SÖZ UÇAR YAZI KALIR
Günümüzden yirmi bin yıl önce mağara duvarlarına çizilen hayvan ve insanların av resimleriyle başlayan insanın geleceğe iz bırakma tutkusu, günümüzden altı bin yıl öncesine dayanan yazının ortaya çıkarılmasında önemli bir yere sahiptir.
Tarih ve tarihi çağlar insanın yazıyı bulmasıyla başlar, Konuşurken çıkarılan seslere bir takım işaretler ve doğadan canlılar karşılık olabilir düşüncesi ilk harflarin çıkmasını sağlamıştır.

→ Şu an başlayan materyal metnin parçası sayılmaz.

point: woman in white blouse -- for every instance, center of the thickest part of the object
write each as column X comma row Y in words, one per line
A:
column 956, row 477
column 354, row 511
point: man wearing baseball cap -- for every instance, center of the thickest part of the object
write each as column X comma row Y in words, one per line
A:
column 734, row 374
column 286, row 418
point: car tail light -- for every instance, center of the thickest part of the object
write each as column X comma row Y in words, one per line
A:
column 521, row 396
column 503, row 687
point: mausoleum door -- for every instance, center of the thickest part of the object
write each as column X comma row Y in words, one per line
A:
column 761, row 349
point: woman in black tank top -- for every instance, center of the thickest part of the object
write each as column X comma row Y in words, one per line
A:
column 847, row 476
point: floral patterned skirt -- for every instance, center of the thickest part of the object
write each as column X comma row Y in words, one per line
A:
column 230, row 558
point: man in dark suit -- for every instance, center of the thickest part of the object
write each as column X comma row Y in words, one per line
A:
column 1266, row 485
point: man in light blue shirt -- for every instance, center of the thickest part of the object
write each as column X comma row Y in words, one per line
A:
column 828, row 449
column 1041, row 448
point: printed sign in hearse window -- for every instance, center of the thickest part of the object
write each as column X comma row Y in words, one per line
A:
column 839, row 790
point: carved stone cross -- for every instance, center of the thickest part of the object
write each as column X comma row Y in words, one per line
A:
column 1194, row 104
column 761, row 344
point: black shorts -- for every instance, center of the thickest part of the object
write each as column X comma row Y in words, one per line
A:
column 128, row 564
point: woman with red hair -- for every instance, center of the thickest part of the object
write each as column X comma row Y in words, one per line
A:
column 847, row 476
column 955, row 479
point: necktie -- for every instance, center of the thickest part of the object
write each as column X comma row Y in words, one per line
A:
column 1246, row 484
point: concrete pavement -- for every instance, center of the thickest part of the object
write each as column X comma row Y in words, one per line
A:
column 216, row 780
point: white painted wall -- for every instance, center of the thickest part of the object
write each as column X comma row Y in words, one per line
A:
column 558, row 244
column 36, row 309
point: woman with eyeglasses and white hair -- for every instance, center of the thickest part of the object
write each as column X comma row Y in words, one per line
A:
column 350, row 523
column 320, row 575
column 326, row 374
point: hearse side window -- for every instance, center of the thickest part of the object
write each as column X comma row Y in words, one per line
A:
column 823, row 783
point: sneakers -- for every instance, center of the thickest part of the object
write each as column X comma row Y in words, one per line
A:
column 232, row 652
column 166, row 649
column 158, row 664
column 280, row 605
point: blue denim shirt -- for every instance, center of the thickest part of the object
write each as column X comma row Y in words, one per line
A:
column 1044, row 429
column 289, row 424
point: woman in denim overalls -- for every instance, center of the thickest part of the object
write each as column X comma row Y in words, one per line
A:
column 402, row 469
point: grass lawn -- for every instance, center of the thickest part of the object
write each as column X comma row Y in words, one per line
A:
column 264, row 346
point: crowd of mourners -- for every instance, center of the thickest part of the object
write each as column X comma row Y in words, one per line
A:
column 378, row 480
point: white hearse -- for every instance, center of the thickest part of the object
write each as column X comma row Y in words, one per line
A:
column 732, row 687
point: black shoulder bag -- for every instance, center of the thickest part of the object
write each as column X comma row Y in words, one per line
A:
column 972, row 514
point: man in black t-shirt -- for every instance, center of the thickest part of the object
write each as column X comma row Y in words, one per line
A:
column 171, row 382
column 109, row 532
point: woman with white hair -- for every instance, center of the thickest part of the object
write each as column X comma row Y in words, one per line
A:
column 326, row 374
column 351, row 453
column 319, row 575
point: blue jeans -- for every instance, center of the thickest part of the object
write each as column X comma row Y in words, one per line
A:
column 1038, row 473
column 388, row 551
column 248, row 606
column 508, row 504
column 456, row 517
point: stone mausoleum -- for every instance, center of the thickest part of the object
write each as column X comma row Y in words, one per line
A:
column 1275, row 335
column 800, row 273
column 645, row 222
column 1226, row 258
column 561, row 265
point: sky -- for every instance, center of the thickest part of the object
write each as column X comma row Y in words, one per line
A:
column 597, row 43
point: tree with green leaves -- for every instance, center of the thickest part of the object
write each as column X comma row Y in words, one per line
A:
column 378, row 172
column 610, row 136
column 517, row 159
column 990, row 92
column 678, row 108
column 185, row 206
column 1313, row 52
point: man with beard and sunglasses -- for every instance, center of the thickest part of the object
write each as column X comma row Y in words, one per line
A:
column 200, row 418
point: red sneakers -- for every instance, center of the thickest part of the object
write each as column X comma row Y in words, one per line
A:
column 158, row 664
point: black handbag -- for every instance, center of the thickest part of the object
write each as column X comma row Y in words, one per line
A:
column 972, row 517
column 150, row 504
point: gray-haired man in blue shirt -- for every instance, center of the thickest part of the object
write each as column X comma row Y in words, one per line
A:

İlk yazı nesneleri gösteren resimler şeklindeydi. Konuşma dilini yazı diline çevirmeyi başaran Sümerler düşünceyi ve tarihi gelecek kuşaklara bırakma yöntemini bulmuş oldular. Sümerlerin kil tablet üzerine yazdıkları harflerin biçimi çiviye benzediği için bu yazıya çivi yazısı adı verildi. Çivi yazısını Babil ve Hitit gibi uygarlıklarda kullanmışlardır.
Eski Mısırlıların kullandığı resimli yazıya &hiyeroglif” denir. Bu yazıda harfler resimlerle ifade edilir. Hiyeroglif yazılar yalnızca duvara ve anıtlara yazılırdı.
Güney Amerika uygarlığı olan İnkalar &Khipu” adı verilen düğümlerden oluşan ip demetlerinden yararlanıyorlardı. “Khipu&lar sayısal kayıtları tutmak için kullanılmakta her ip farklı renkte ve farklı düğüm şeklindeydi.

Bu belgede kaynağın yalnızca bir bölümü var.